7. The method of claim 1, wherein said agent is a compound other than keoxifene with a keoxifene-like transcriptional profile.

8. The method of claim 1, wherein said cell is selected from the group consisting of HepG2 , MCF-10, CVl and HeLa.

9. The method of claim 1, wherein said cell is a liver cell.

10. The method of claim 1, wherein said promoter is selected from the group consisting of C3 , MMTV, TAT and

C'9.

11. The method of claim 1, wherein said promoter is a C3 promoter.

12. Method for identifying a receptor agonist, comprising the steps of:

(A) providing a cell comprising

(i) a first nucleic acid encoding an intracellular receptor having a functional first TAF region and a functional second TAF region; and (ii) a second nucleic acid encoding a reporter gene operatively linked to a promoter, which is

activated in the presence of an agonist that acts through one of said TAF regions but not both;

furthermore, said cell is able to exhibit

transcription from said promoter in the presence of a receptor containing both said TAF regions, but unable to exhibit transcription from said promoter in the presence of a receptor having said first TAF or said second TAF region alone;

(B) contacting said cell with a potential agonist under conditions in which contact of said cell with a known agonist of said receptor increases transcription from said promoter and the level of the product of said reporter construct; and

(C) measuring the level of increase of said product of said reporter construct as an indication of the agonist activity of said potential agonist.

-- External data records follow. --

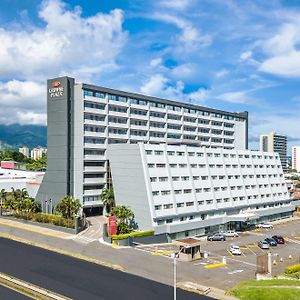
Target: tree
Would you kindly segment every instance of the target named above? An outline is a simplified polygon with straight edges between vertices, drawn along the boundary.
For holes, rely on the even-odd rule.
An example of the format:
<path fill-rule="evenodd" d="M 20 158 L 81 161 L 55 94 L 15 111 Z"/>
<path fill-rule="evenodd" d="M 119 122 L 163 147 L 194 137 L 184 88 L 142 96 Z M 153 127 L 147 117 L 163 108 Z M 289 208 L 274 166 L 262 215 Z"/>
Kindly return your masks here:
<path fill-rule="evenodd" d="M 107 213 L 110 213 L 111 208 L 115 205 L 115 196 L 113 189 L 104 188 L 101 192 L 101 200 Z"/>
<path fill-rule="evenodd" d="M 0 191 L 0 201 L 1 201 L 1 206 L 2 206 L 3 202 L 5 202 L 6 196 L 7 196 L 7 192 L 5 191 L 5 189 L 2 189 L 2 190 Z"/>
<path fill-rule="evenodd" d="M 133 211 L 127 206 L 115 206 L 111 210 L 111 214 L 117 217 L 118 234 L 129 233 L 132 231 L 129 223 L 134 218 Z"/>
<path fill-rule="evenodd" d="M 55 210 L 64 218 L 72 219 L 78 214 L 80 208 L 80 201 L 68 195 L 59 201 L 55 207 Z"/>

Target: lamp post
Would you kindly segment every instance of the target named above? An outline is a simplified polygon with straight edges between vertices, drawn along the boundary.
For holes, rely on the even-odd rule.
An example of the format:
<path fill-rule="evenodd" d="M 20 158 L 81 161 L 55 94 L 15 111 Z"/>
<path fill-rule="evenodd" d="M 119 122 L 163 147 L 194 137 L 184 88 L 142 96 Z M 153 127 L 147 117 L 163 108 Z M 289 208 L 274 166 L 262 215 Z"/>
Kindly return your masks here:
<path fill-rule="evenodd" d="M 173 272 L 173 285 L 174 285 L 174 300 L 177 299 L 177 290 L 176 290 L 176 277 L 177 277 L 177 270 L 176 270 L 176 265 L 177 265 L 177 258 L 179 257 L 179 254 L 184 250 L 187 249 L 187 247 L 182 247 L 179 252 L 174 252 L 172 253 L 173 257 L 173 266 L 174 266 L 174 272 Z"/>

13. The method of claim 12, wherein said cell is a liver cell, and said promotor is a C3 promotor.

14. The method of claim 12, wherein said agent is a compound other than keoxifene with a keoxifene-like transcriptional profile.

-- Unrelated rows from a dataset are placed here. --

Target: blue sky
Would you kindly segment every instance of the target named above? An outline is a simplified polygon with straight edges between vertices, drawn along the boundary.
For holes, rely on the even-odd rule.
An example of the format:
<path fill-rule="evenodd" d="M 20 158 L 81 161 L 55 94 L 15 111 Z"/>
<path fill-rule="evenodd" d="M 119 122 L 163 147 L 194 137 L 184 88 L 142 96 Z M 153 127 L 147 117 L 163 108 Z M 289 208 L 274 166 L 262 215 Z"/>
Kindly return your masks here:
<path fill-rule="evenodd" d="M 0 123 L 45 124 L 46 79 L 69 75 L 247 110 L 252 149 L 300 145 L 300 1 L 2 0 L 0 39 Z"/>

15. A method for treating a patient with an

estrogen related disease comprising administering to said patient a chemical compound other than keoxifene having a keoxifene like transcriptional profile.

16. The method of claim 15, wherein said disease is osteoporosis.

17. The method of claim 15, wherein said disease is uterine cancer.

18. The method of claim 15, wherein said disease is breast cancer.

19. The method of claim 15, wherein said treating comprises administering a pharmaceutically acceptable amount of said compound to said patient.

20. The method of claim 19, wherein said

administering is performed orally.

21. The method of claim 15, wherein said compound has greater potency than keoxifene.